W.D.Tenn.: Cell phone couldn’t be searched on a Terry stop

Defendant was stopped on reasonable suspicion he was running counter-surveillance for a drug deal. He was detained apparently solely so the contact list on his phone could be searched. A search of a cell phone cannot be based on reasonable suspicion. It would have been valid as a search incident if he’d been arrested on probable cuase. United States v. Stephens, 2013 U.S. Dist. LEXIS 138513 (W.D. Tenn. September 9, 2013):

All of these facts — combined with the detectives’ information about the circumstances surrounding the drug deal and their experience in recognizing counter-surveillance at drug deals of this scale — differentiate this case from the circumstances in Zavala and could possibly have given the officers objective and reasonable grounds for belief that Stephens was guilty of conspiring to traffic drugs based on particularized facts known to them, thus giving them probable cause to arrest him at the scene. See Ybarra, 444 U.S. at 91. However, Detective Richardson explicitly testified that Stephens was not under arrest but was merely detained at the time Detective Richardson retrieved Stephens’s cell phone and looked at the contact list. Further, Detective Richardson testified that after he scrolled through Stephens’s cell phone to see if there was any contact between Stephens and the parties detained, “we concluded he was part of the transaction/conspiracy to purchase the cocaine.” None of the government’s witnesses testified as to when Stephens was actually placed under arrest. Thus, the court concludes that, as in Zavala, Stephens was not under arrest at the time of the search of his cell phone, and thus the search of his cell phone is not justifiable as a search incident to arrest and was therefore unconstitutional.

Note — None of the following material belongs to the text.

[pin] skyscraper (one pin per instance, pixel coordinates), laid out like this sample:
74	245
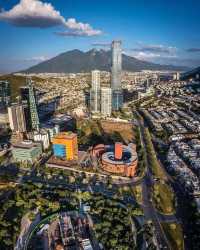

If probable cause to arrest Stephens had existed when he was initially stopped, the search would have been a valid search incident to an arrest based on the timing and scope of the search. See Flores-Lopez, 670 F.3d at 804; Murphy, 552 F.3d at 411-12; Briggs, 309 F. App’x at 225; Finley, 477 F.3d at 258-60 & n.7; Slaton, 2012 WL 2374241, at *8-9. As to the scope of the search of Stephens’s phone, the search remained limited to the contact list. In comparable cases in which law enforcement limited the search of a phone to a contact list, call log, or phone number associated with the phone, courts have considered the privacy interest invaded by this type of intrusion to be slight. See Flores-Lopez, 670 F.3d at 805-06, 809-10; Martin, 2012 WL 6764800, at *7; Slaton, 2012 WL 2374241, at *9. Indeed, several courts have upheld the more intrusive search incident to an arrest of the arrestee’s text messages. See Murphy, 552 F.3d at 410; Finley, 477 F.3d at 259-60; Slaton, 2012 WL 2374241, at *8-9. The court likewise finds the scope of Detective Richardson’s search into the contact list of Stephens’s phone would have been reasonable.